After the above hand, I really poured on the aggression - more than ever before. Within just a few hands I was back in second place again, this time with most chips I've ever had - 418,702. But it was to be short-lived. On this hand, I raised to 78,000 pre-flop with K-9 offsuit and speedyb73 put me all-in. I had pot odds to call, even though I assumed he had an ace, he had A-6 suited and I lost a big pot.
After the above hand I was starting to feel pretty desperate again. I lost a couple 'small' pots and found myself down to 185,000 chips, which was only six big blinds. I ended up going all in with a marginal hand and getting crushed. It was a poor move, but I still finished sixth out of 1,129 players, for almost $400.
I finished at 2:46 a.m. and the entire tournament ended at 2:56 a.m. I was only ten minutes away from the end of the tournament. Here are some of the lessons I learned:
1. Be patient. With a blind structure like the one above, there's just no reason to take unnecessary chances. I've read before that there's no way to win a tournament early, but it can definitely be lost early. This really hit home with me last night as I watched hundreds of players go all-in unnecessarily and lose all their chips early on.
2. Establish a rock solid table image. It's true that I did get very lucky one time, but much of my incredible fourth hour chip accumulation was made possible by the table image I had created in the first three hours. People just believed me because I had only played 16% of the first 300 hands, and when I showed down, I almost always won.
3. In the money, the game of 'poker' changes. I can't tell you how many chips I lost by calling pre-flop with a small pocket pair, suited ace or suited connectors. I kept wanting to see flops with these hands, but no one would allow it. Once the money bubble broke, it seemed like there was almost never an unraised pot pre-flop, and most of them involved at least one all-in move. So many players acted like they just wanted to make the money. Once they made it, they were all-in with any decent cards. So the lesson here was to not waste chips calling pre-flop, unless I was prepared to call an all-in re-raise. Once I figured this out, I started doing much better.
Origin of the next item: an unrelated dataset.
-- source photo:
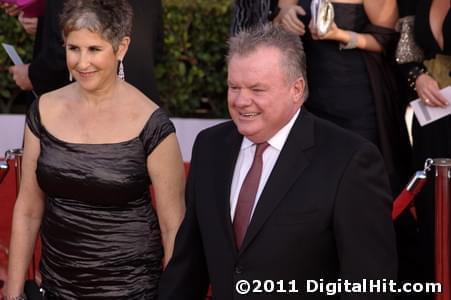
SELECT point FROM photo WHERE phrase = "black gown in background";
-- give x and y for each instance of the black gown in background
(356, 89)
(100, 235)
4. Reraise the raiser at the final tables. After a while patterns started to emerge. I could almost tell who was going to put in the first pre-flop raise, regardless of their cards. It was based on chip stack and position much more than cards. Whenever I could accurately predict who it was going to be, I would automatically re-raise that person all-in. I believe this worked at least four times in a row for me, over about a 90-minute period. I tried hard not to overuse this though.
5. Be patient. At the end I didn't need to go all-in when I did. I had enough chips to last five or six more minutes, and the entire tournament was over in ten. Hindsight is always 20/20, but had I just shut my computer off with six big blinds remaining, I probably would have placed two or three spots higher and earned an additional $500 or so. Who knows, I might have hit a hand and doubled up!